I don’t know how many mint juleps that breaks down to per capita.
I don’t want to know.
The website also informed me that $194.3 million was wagered at the 2015 Kentucky Derby, and that a little over $154 million of that was paid to people holding winning tickets. Forty-plus million was not paid out, because the paramutual clerks and the wait-staff at the track have to eat, too. They doth not live by abandoned, half-finished mint juleps alone.
The Kentucky Derby is fabled in story and song, or at least in song.
Significantly, even though the Stones are from England, they weren’t singing about the King Edward VII enclosure at Ascot Racecourse on High Street, Ascot in Berkshire.
The Derby’s a festival for which all the female spectators wear hats. Or almost all of them. Ninety percent, according to that website. Some of the men, too. Everybody weeps as they sing “My Old Kentucky Home,” even if they’re not from Kentucky, because there is no song titled “My Old New Jersey Home.”
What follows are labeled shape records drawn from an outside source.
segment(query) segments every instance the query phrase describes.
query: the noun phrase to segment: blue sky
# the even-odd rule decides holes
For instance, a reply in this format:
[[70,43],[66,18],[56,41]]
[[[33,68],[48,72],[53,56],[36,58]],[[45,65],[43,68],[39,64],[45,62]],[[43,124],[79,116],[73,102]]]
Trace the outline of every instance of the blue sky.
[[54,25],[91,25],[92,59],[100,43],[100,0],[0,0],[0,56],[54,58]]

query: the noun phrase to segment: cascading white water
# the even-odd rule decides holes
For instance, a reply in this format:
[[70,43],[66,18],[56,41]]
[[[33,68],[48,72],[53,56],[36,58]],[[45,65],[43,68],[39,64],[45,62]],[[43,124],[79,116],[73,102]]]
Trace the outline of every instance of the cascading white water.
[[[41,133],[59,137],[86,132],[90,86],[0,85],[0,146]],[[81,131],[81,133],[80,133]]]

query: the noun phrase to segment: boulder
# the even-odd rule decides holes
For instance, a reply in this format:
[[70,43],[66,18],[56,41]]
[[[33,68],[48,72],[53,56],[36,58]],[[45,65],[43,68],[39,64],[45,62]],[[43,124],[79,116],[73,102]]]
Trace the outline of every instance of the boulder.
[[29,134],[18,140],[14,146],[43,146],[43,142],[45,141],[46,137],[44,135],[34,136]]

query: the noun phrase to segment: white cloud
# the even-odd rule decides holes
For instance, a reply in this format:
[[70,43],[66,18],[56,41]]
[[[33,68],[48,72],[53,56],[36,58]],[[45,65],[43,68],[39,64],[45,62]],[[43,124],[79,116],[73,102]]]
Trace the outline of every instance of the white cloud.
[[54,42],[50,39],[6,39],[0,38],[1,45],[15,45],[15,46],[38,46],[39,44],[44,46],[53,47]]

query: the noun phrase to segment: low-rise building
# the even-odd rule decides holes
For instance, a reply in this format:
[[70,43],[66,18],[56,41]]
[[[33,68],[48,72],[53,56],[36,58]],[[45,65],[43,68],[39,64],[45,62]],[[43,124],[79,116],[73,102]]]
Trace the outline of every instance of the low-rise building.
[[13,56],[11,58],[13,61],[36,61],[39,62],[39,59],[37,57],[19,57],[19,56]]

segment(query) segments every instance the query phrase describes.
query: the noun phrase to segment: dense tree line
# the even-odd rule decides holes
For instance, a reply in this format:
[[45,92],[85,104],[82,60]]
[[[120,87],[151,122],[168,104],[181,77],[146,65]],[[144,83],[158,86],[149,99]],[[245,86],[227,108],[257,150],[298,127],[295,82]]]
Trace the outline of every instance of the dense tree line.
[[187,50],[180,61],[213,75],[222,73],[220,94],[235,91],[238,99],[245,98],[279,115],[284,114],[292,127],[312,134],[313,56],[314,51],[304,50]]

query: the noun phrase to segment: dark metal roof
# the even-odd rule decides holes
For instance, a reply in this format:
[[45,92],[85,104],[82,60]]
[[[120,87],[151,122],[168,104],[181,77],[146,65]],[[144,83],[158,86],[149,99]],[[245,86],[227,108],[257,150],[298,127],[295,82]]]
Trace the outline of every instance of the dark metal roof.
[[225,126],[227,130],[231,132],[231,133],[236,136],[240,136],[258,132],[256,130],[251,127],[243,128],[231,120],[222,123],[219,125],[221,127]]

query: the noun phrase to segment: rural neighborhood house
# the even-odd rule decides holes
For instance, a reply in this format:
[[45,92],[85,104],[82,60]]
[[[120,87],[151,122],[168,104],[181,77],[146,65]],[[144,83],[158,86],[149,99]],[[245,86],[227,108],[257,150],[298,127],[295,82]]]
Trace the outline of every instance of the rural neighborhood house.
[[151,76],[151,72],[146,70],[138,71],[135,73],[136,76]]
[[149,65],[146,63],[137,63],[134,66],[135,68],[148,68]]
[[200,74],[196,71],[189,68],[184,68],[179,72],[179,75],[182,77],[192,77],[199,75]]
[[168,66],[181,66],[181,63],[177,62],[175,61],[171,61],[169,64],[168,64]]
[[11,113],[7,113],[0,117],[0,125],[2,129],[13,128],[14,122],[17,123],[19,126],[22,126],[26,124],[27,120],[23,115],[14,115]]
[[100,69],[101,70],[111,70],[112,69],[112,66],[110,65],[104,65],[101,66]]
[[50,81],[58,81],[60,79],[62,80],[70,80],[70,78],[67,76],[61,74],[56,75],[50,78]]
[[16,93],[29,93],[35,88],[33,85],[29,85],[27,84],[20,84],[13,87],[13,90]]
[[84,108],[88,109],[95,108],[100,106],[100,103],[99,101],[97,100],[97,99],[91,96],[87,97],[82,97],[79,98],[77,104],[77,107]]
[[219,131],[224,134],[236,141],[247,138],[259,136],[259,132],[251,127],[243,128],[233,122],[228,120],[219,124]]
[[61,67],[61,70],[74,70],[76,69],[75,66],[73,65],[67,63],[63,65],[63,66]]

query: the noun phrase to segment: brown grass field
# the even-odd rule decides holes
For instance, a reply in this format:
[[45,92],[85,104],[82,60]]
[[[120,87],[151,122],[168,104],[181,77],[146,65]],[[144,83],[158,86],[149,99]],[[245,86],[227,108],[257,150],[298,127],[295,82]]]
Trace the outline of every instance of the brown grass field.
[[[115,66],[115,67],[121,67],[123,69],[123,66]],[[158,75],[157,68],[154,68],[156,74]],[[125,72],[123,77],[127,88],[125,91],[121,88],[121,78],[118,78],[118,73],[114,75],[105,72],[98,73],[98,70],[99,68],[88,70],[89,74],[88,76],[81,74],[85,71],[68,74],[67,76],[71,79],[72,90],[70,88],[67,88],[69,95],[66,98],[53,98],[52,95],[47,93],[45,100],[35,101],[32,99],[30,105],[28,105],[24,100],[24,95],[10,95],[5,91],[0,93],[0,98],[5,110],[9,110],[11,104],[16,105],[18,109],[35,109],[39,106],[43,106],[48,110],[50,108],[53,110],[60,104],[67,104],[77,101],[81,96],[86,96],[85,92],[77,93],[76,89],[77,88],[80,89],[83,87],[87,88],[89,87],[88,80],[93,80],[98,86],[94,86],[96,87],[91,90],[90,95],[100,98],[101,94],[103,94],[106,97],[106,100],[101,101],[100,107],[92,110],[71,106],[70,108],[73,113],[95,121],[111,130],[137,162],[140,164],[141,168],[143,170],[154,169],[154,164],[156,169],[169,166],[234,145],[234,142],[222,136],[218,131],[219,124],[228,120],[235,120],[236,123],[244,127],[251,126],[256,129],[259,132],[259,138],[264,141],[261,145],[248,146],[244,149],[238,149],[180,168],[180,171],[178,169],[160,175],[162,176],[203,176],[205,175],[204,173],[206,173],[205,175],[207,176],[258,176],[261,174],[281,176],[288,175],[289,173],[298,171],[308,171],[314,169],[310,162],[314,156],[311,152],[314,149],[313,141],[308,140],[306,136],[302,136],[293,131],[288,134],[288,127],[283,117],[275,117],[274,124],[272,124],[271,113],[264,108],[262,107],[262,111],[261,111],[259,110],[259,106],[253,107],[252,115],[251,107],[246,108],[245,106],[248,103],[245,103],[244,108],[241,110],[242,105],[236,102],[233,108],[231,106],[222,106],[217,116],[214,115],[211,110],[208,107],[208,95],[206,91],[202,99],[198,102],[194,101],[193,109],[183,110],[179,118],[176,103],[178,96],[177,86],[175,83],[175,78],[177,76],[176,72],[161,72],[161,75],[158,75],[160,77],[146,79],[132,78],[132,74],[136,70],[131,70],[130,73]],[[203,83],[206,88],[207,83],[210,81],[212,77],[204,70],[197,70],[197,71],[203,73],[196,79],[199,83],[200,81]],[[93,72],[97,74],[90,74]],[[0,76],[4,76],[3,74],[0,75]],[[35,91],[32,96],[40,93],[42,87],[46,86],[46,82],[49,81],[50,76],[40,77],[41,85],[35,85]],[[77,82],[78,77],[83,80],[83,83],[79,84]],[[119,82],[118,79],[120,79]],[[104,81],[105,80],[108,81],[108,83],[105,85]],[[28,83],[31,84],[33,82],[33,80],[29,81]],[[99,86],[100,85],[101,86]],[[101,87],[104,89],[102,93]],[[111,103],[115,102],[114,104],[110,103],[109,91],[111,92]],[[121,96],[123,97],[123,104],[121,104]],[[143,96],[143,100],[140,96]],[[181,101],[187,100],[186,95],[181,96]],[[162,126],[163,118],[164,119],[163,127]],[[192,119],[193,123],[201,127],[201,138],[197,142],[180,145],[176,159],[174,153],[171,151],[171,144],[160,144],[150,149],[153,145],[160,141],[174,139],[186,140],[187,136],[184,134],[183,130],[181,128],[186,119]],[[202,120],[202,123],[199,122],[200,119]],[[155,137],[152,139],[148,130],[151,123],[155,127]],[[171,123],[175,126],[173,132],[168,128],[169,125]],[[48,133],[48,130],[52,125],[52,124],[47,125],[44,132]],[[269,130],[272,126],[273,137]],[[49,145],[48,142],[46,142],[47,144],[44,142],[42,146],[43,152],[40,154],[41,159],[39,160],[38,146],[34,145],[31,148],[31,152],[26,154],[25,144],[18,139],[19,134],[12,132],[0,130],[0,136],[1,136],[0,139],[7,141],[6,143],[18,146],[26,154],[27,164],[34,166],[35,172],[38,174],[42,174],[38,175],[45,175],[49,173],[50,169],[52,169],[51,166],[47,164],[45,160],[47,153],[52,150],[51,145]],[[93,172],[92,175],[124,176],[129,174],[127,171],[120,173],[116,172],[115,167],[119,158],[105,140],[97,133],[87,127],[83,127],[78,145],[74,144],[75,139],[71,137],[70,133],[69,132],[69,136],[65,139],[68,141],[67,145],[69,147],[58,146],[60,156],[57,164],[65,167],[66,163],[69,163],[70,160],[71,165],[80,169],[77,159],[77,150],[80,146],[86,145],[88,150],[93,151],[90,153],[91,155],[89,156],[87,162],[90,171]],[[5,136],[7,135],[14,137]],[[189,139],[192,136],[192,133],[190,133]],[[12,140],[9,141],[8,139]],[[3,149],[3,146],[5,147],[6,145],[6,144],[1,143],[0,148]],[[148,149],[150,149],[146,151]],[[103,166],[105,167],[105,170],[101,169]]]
It’s the “Run for the Roses,” though roses are the last thing on the minds of the jockeys, trainers, owners, and horses. The winning horse gets draped in roses. What do you suppose the horse makes of that?
“Enough, Wilbur. Let’s get back to the barn. I’m tired and hungry, and I can’t eat the damn roses.”
The Kentucky Derby is spectacle. It’s for history. It’s for when “sports” meant only boxing or baseball or horse racing, which, in case you’ve been asleep since the advent of television, is no longer the case.
And it’s for song writers who need a word to sort-of rhyme with bookie.
Kind of makes you want to put on a white linen suit, doesn’t it? Or at least a hat.